おそらく日本人でディズニーランドを知らない人はいないでしょうが、ディズニーといえば世界でも数少ない超優良企業の一つ。顧客満足度は世界一と言われ、パークを訪れるほとんどのお客さんはリピータ。例えば日本のディズニーリゾートであれば、その 97% は国内からの来園者で、その 70%は大人、来場者総数はオープン以来で約 3 億人、つまり国民一人あたり 3 回行っている計算になるんだとか。
なぜディズニーランドがこれほどまでのリピータを獲得しているのか? もちろんそれはひと言で言えるものじゃないでしょうけど、ディズニーランドにまつわる逸話で、こんな面白い話を読んだことがあります。
- パークに流れている音楽は、朝はウキウキするような曲で、夕方には少ししっとりした曲になる。
- 一見ただ金色に塗られているようなメリーゴーランドには、本物の 23 金の金箔が使われている。
- ショーに使われてる昔の衣装は、すべて当時の生地や製法に則って作られている。だからミシンも一切使わず、すべて手縫い。

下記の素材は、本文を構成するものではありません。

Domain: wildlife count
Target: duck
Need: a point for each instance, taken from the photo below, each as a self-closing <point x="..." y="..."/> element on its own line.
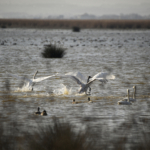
<point x="38" y="112"/>
<point x="89" y="100"/>
<point x="84" y="85"/>
<point x="31" y="82"/>
<point x="74" y="102"/>
<point x="125" y="101"/>
<point x="44" y="113"/>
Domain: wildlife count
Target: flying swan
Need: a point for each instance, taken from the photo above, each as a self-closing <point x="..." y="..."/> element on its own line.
<point x="80" y="79"/>
<point x="29" y="83"/>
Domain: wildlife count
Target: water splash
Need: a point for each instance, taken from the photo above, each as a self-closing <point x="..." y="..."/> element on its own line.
<point x="63" y="90"/>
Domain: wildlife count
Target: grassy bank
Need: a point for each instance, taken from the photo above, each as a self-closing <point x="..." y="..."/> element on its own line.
<point x="69" y="24"/>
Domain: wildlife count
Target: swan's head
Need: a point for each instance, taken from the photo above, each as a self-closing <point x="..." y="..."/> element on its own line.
<point x="38" y="108"/>
<point x="89" y="77"/>
<point x="134" y="86"/>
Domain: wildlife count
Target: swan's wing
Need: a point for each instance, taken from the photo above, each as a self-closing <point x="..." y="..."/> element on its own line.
<point x="69" y="75"/>
<point x="42" y="78"/>
<point x="99" y="79"/>
<point x="77" y="75"/>
<point x="20" y="78"/>
<point x="103" y="75"/>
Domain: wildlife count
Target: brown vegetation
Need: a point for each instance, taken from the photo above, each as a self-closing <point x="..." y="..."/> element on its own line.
<point x="69" y="24"/>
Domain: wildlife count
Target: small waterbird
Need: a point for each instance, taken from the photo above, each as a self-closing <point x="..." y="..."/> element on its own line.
<point x="74" y="102"/>
<point x="38" y="112"/>
<point x="44" y="113"/>
<point x="125" y="101"/>
<point x="89" y="100"/>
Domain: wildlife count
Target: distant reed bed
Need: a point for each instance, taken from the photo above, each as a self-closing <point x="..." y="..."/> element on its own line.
<point x="70" y="24"/>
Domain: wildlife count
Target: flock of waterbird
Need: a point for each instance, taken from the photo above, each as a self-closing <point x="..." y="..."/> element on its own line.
<point x="103" y="77"/>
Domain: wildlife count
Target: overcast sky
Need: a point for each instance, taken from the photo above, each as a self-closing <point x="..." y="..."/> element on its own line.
<point x="75" y="7"/>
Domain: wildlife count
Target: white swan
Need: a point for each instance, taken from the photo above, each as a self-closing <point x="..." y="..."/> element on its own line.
<point x="125" y="101"/>
<point x="38" y="112"/>
<point x="133" y="98"/>
<point x="29" y="83"/>
<point x="89" y="100"/>
<point x="80" y="79"/>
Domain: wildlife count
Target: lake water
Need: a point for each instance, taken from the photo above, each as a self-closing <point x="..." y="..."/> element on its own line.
<point x="124" y="53"/>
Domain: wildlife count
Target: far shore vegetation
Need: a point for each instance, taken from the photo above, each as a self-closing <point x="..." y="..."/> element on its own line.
<point x="69" y="24"/>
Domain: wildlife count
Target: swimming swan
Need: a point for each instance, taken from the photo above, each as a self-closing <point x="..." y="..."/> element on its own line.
<point x="44" y="113"/>
<point x="133" y="98"/>
<point x="125" y="101"/>
<point x="30" y="82"/>
<point x="74" y="102"/>
<point x="80" y="79"/>
<point x="38" y="112"/>
<point x="89" y="100"/>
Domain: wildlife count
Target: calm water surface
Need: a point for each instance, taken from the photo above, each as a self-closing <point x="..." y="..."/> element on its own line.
<point x="123" y="53"/>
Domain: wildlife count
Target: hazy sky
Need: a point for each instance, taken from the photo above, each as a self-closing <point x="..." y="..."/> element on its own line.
<point x="75" y="7"/>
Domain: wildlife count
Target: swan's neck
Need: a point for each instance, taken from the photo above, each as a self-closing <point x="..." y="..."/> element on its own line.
<point x="128" y="95"/>
<point x="134" y="93"/>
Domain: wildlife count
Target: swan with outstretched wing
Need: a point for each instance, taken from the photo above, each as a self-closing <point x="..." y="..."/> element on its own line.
<point x="79" y="79"/>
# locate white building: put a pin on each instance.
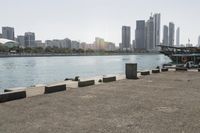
(178, 37)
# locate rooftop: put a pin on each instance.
(166, 102)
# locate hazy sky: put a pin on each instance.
(83, 20)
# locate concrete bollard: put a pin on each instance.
(86, 83)
(53, 89)
(109, 79)
(12, 96)
(145, 73)
(131, 71)
(156, 71)
(181, 69)
(164, 69)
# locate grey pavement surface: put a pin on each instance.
(168, 102)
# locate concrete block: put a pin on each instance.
(164, 69)
(12, 96)
(131, 71)
(55, 88)
(145, 73)
(86, 83)
(109, 79)
(14, 89)
(156, 71)
(181, 69)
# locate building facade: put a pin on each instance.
(156, 34)
(30, 39)
(199, 41)
(178, 37)
(149, 34)
(140, 35)
(126, 38)
(165, 35)
(21, 41)
(171, 33)
(8, 33)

1 つ目はともかく、3 つ目ともなると、おそらくゲスト(お客さん)が気付くことなどまずあり得ないし、なにもそこまでこだわらなくてもいいんじゃないか、と思えるかもしれません。コスト効率を考えたら、確かに行き過ぎた細部へのこだわりと言えるかもしれません。けれどもここで重要なのは、
ゲストが気付かなくてもキャスト(従業員)は知っている、ということ。そういう「徹底的にこだわる」という文化がキャストの間にきちんと根付いているということが、決して妥協しない、満足度の高いパークを作り上げていくんだそうです。

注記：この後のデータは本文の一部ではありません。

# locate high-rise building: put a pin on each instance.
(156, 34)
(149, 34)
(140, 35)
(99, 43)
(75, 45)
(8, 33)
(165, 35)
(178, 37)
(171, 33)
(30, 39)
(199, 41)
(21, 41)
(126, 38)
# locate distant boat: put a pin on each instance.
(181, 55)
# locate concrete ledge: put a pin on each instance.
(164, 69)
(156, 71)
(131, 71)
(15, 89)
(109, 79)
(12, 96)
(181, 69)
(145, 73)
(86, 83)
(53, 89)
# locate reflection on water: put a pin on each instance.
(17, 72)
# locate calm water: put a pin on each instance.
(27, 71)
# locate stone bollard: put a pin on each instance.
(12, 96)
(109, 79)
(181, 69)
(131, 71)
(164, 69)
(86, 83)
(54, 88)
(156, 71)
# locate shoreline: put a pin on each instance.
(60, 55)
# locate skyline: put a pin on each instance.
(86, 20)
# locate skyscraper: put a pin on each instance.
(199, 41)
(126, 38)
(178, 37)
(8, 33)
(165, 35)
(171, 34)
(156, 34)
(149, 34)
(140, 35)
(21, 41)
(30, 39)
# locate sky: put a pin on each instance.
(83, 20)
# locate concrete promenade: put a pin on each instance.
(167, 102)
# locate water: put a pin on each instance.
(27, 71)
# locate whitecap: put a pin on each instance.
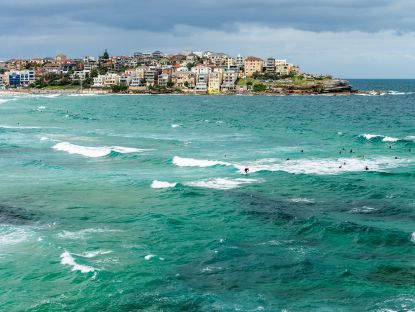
(371, 136)
(389, 139)
(6, 100)
(398, 93)
(82, 234)
(149, 257)
(384, 138)
(11, 235)
(18, 127)
(93, 254)
(327, 166)
(221, 183)
(176, 125)
(82, 94)
(160, 184)
(364, 209)
(93, 151)
(302, 200)
(67, 259)
(191, 162)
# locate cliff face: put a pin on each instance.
(310, 87)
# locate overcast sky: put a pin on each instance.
(347, 38)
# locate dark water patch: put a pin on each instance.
(353, 233)
(272, 210)
(15, 215)
(393, 275)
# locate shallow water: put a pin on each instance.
(120, 203)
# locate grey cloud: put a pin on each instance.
(163, 15)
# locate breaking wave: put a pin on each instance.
(221, 183)
(319, 166)
(160, 184)
(68, 259)
(383, 138)
(93, 151)
(191, 162)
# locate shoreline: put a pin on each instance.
(108, 92)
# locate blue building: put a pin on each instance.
(14, 79)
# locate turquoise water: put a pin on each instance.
(140, 203)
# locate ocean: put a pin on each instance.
(141, 203)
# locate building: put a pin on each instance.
(270, 66)
(164, 80)
(253, 65)
(201, 70)
(202, 83)
(215, 81)
(230, 77)
(240, 61)
(282, 67)
(184, 80)
(111, 80)
(99, 81)
(125, 80)
(24, 78)
(151, 76)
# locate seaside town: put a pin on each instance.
(187, 72)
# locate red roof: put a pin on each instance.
(253, 58)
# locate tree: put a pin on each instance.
(106, 55)
(260, 87)
(119, 88)
(170, 84)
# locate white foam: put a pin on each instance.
(93, 254)
(82, 234)
(302, 200)
(160, 184)
(83, 94)
(67, 259)
(93, 151)
(149, 257)
(390, 139)
(326, 166)
(221, 183)
(364, 209)
(11, 235)
(6, 100)
(384, 138)
(18, 127)
(371, 136)
(320, 166)
(398, 93)
(190, 162)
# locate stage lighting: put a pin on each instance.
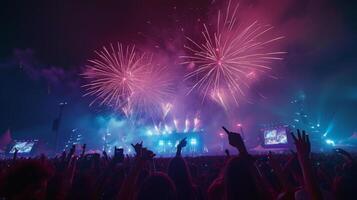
(330, 142)
(149, 133)
(193, 141)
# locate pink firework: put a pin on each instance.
(230, 57)
(127, 80)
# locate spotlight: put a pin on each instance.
(193, 141)
(330, 142)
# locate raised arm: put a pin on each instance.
(180, 145)
(303, 149)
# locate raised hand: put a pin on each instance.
(180, 145)
(83, 149)
(227, 152)
(15, 154)
(235, 139)
(137, 147)
(303, 148)
(302, 144)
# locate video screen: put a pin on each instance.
(275, 136)
(22, 147)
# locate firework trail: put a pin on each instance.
(229, 57)
(127, 81)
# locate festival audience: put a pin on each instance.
(299, 175)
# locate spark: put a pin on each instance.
(127, 80)
(230, 57)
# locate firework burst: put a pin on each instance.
(127, 81)
(229, 57)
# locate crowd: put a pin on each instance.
(298, 175)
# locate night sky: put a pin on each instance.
(45, 44)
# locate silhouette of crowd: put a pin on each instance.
(297, 175)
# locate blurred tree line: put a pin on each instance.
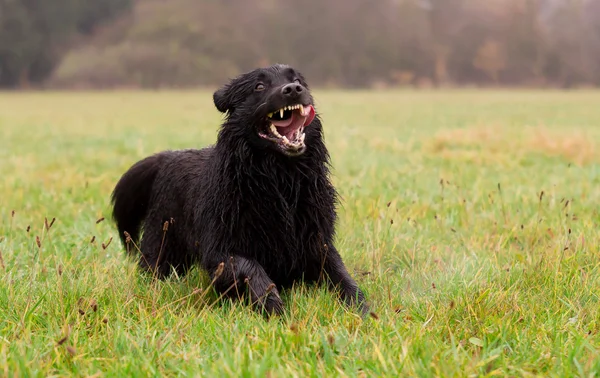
(352, 43)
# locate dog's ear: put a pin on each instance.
(222, 98)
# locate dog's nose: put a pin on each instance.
(292, 90)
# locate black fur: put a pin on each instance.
(269, 217)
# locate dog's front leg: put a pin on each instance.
(241, 275)
(341, 281)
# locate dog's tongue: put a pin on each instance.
(297, 120)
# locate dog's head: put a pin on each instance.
(273, 105)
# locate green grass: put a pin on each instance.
(469, 268)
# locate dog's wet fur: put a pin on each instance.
(256, 212)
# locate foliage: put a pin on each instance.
(34, 34)
(351, 43)
(469, 217)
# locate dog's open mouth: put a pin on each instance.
(286, 127)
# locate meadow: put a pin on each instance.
(470, 219)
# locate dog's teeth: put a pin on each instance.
(274, 131)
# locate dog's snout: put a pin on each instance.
(292, 90)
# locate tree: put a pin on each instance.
(35, 33)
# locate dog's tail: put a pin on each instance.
(131, 196)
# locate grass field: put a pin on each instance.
(469, 218)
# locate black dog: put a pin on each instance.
(256, 210)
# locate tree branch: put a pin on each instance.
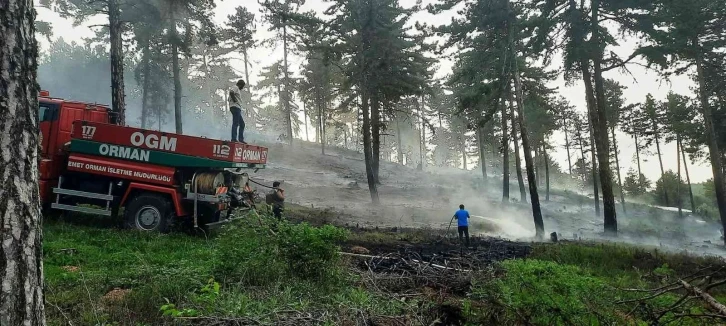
(715, 305)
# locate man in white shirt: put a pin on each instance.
(235, 106)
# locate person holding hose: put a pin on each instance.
(462, 218)
(235, 107)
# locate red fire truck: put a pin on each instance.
(90, 164)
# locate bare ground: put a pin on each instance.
(427, 199)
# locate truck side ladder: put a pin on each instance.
(77, 193)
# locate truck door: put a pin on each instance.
(47, 115)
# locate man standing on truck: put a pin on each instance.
(235, 107)
(276, 198)
(462, 217)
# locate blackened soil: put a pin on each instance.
(481, 253)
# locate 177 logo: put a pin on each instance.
(87, 132)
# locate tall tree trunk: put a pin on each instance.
(367, 152)
(117, 62)
(517, 158)
(286, 98)
(567, 145)
(536, 210)
(305, 121)
(462, 138)
(583, 169)
(250, 111)
(321, 124)
(145, 90)
(617, 166)
(601, 131)
(505, 152)
(21, 250)
(547, 170)
(537, 160)
(688, 179)
(593, 158)
(660, 159)
(482, 153)
(399, 142)
(376, 135)
(176, 68)
(528, 162)
(678, 185)
(422, 133)
(345, 136)
(637, 153)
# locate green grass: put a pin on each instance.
(244, 272)
(248, 272)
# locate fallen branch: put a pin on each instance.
(364, 256)
(441, 267)
(715, 305)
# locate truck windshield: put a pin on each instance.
(46, 113)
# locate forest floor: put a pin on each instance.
(256, 272)
(427, 199)
(338, 261)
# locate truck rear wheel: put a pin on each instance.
(148, 212)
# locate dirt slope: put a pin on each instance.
(413, 198)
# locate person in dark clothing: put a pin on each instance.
(277, 199)
(462, 217)
(235, 107)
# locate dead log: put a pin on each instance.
(712, 303)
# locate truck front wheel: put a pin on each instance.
(148, 212)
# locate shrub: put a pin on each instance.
(253, 254)
(538, 292)
(248, 254)
(310, 253)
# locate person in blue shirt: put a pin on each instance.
(462, 217)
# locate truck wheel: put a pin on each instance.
(148, 212)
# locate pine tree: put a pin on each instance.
(21, 252)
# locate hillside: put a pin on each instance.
(413, 198)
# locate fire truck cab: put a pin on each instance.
(91, 165)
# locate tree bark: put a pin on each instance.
(376, 136)
(536, 210)
(678, 184)
(176, 68)
(482, 153)
(321, 122)
(21, 251)
(583, 165)
(305, 121)
(423, 133)
(567, 144)
(537, 164)
(462, 138)
(286, 98)
(517, 158)
(399, 152)
(688, 179)
(660, 159)
(534, 196)
(505, 152)
(117, 62)
(593, 158)
(368, 153)
(547, 170)
(145, 90)
(250, 111)
(713, 150)
(601, 132)
(617, 166)
(637, 154)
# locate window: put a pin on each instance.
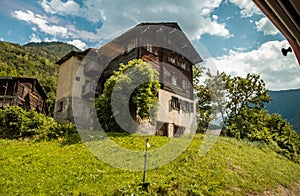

先日の TV 版 AIR の第 11 話のスタッフインタビューに、
こんな記事 がアップされていました。(BS-i の
ホームページ より転載)
スケジュール的にはかなり厳しい話数だったんですがスタッフはやれるだけやってくれました。
特にラストの夕景シーンでは4〜5段階ほどで暮れていく様子を演出のワガママで背景、色指定の担当者に表現していただきました。
このような作業は普通のシリーズではありえません。労力に見合う効果が期待できないからです。

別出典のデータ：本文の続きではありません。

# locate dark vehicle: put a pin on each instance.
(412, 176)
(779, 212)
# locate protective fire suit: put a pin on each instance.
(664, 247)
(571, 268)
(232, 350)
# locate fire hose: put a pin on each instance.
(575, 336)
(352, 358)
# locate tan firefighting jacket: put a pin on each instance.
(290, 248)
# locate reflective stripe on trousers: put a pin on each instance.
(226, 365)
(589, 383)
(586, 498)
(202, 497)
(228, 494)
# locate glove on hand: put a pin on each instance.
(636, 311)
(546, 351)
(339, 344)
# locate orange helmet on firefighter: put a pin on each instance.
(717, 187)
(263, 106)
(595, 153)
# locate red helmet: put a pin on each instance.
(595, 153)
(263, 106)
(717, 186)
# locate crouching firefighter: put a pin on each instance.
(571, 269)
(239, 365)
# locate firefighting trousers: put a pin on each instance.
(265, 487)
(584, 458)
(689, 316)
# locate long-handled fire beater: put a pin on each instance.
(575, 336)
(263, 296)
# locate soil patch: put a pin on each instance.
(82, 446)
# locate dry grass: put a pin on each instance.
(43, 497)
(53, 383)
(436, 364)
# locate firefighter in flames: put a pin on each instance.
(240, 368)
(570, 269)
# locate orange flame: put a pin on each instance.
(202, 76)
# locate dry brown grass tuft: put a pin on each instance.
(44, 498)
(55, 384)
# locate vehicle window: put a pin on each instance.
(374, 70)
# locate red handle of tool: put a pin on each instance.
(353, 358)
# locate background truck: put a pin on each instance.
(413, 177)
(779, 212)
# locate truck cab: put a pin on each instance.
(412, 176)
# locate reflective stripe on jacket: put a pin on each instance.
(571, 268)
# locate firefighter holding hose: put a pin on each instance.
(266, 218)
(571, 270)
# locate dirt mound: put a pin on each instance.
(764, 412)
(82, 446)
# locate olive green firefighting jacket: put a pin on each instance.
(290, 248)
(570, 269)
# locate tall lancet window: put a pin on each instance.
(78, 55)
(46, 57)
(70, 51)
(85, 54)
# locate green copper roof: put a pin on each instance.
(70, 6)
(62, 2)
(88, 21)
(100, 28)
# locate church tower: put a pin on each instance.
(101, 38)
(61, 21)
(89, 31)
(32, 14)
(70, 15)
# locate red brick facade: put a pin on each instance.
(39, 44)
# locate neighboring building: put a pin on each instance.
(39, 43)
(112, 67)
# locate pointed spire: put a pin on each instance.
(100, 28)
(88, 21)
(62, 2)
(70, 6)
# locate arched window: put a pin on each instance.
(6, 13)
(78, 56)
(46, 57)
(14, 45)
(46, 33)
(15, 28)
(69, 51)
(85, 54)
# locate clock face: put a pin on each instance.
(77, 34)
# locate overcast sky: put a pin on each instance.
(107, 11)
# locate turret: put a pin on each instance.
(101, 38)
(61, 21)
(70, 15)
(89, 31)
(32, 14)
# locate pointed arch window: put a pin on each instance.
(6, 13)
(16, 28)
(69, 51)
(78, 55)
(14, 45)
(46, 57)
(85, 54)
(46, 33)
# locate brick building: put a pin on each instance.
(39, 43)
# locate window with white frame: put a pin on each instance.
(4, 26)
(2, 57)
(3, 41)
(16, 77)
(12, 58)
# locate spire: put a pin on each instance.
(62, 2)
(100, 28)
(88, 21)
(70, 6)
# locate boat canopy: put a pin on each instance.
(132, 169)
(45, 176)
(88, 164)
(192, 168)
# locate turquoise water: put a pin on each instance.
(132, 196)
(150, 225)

結果、色指定さんは「わかんねェ〜」と泣いていましたがAIRという作品はそれをやらせてしまうだけの力を持っているんですね。(第11話 演出担当:三好一郎氏)
このインタビュー記事って、TV 版 AIR がなぜ神なのか、という理由の一端を端的に言い表している気がするんですよ。細部への徹底的な作り込み、こだわりの重要性を理解していて、それを本当に実践している。それが TV 版 AIR をこれだけのクォリティに仕立て上げている源泉の一つになっていると思うんですよね。
AIR の作り込みの細かさは、本当に様々なサイトに書かれていますけれども、それでもなお見るたびに新しい発見がある。それだけのリピート観賞に耐え得るだけの素材であることも凄いことですが、しかし最も重要なことは、
我々が気付いている点だけですらこんなにもある、ということではないでしょうか? 我々が気付いていない点まで含めたら、いったいどれほどの作り込みをしているのか……本当に見当がつかない、というのが正直なところです。
しかし、プロフェッショナルとしてモノ作りに「こだわる」というのはそういうことだろうと思うし、なによりそれを実際に、アニメ作品でこれだけのレベルでやってのけて見せたこの TV 版 AIR。京都アニメーションのスタッフ陣は、やはり「神」と言われてしかるべきじゃないでしょうか?
脚本や演出、コンテ、作画といった目立つところだけでなく、音響や背景、特殊効果など、その制作スタッフすべての人にエールを送りたい、そういうプロフェッショナルな空気が感じられる作品はそうそうありません。しかし TV 版 AIR はそれに見合うだけの内容を持った作品じゃないか、そんなふうに思えます。